Yes. Baha and the others were definitely staring now.

"Apologize. Now."

"I'm sorry... But what am I apologizing for again?"

The last words would piss off any girl, I knew. But I felt wronged. I did not ask Hermana to give me a victory kiss, and whether I liked it or not was irrelevant.

I braced for another of Elysia's cold gaze, but instead, she jumped off the ledge with her hand still in mine and ended up dragging me to the water by surprise.

We splashed and poked our heads out of the water. Elysia, her hair all wet and s.e.xy, was grinning back at me.

"Now no one's staring."

Elysia then kissed me hard, her hands wrapped around my neck passionately, lovingly.

Salty lips and soft tongue later, we separated with heaty breaths.

"Apology accepted," said Elysia with a sigh.

"... Apology for what?" I asked back, dazed and dreamy.

"For making me jealous.
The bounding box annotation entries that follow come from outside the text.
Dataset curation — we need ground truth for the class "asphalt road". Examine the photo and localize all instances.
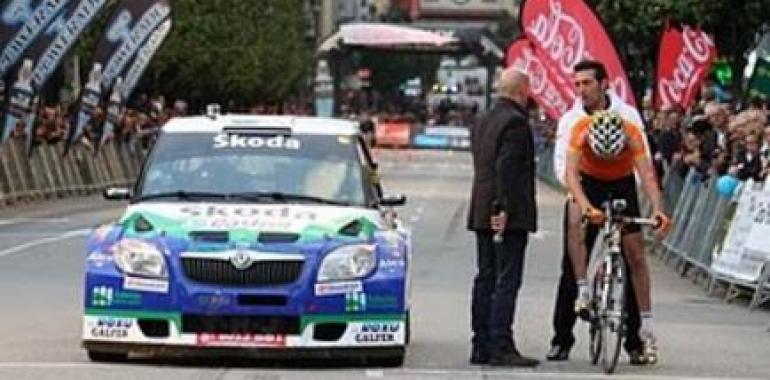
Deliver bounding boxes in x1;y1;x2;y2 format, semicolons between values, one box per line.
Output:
0;151;770;380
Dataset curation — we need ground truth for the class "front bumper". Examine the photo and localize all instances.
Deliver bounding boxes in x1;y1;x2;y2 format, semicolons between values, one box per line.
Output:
82;310;408;352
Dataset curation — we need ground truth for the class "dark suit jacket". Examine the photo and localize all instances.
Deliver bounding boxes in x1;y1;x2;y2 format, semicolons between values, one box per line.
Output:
468;98;537;232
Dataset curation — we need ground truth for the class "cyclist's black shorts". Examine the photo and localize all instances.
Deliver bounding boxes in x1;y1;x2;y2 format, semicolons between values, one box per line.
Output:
580;174;642;233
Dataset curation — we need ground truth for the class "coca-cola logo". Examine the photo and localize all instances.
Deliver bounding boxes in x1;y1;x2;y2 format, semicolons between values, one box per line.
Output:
521;0;635;104
658;27;715;108
682;26;715;63
527;0;590;75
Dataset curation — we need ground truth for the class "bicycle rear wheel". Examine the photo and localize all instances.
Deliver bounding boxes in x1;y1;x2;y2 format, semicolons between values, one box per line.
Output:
599;255;626;374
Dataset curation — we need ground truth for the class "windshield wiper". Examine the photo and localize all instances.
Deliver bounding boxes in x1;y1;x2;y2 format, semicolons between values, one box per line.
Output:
229;191;351;206
137;190;228;201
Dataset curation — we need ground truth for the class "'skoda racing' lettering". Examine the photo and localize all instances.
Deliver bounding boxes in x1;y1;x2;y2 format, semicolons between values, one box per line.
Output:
180;206;318;220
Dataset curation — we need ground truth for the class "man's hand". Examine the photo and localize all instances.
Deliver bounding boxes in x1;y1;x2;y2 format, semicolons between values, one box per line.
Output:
583;206;606;224
489;211;508;232
652;210;671;240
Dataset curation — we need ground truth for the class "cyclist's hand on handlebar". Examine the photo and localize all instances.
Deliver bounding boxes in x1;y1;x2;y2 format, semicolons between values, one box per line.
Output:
652;211;671;239
583;207;606;224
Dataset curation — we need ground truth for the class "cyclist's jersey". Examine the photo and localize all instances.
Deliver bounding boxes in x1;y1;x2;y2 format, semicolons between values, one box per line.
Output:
567;116;647;181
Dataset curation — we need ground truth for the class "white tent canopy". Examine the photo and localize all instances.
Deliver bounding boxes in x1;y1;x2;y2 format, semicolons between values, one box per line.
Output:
318;23;460;53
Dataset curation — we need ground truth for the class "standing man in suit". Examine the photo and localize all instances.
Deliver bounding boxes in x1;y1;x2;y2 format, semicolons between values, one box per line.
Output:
468;68;538;367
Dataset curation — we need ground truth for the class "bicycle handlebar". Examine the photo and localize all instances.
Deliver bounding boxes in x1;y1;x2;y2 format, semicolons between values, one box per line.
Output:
613;216;661;228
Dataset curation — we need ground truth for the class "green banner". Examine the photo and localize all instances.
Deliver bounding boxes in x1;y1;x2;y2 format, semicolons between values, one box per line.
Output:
749;58;770;97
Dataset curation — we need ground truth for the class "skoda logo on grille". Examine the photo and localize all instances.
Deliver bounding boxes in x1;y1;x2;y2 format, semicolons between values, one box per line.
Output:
230;249;253;270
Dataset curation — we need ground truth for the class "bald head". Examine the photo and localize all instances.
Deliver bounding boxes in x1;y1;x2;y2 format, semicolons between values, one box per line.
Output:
497;67;529;104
For making me like you more."

I did not know about jealousy, but I could definitely relate to liking the other more.

The Black Whales quickly came to our sides as I called for them. I grabbed their fins expertly while Elysia, a first-time whale rider, seemed nervous about touching them with her hands. Once she held on to the fins, the Black Whales gently guided us downward, swimming between the currents deftly and finally leading us to the mossy, abandoned Gate on the seafloor.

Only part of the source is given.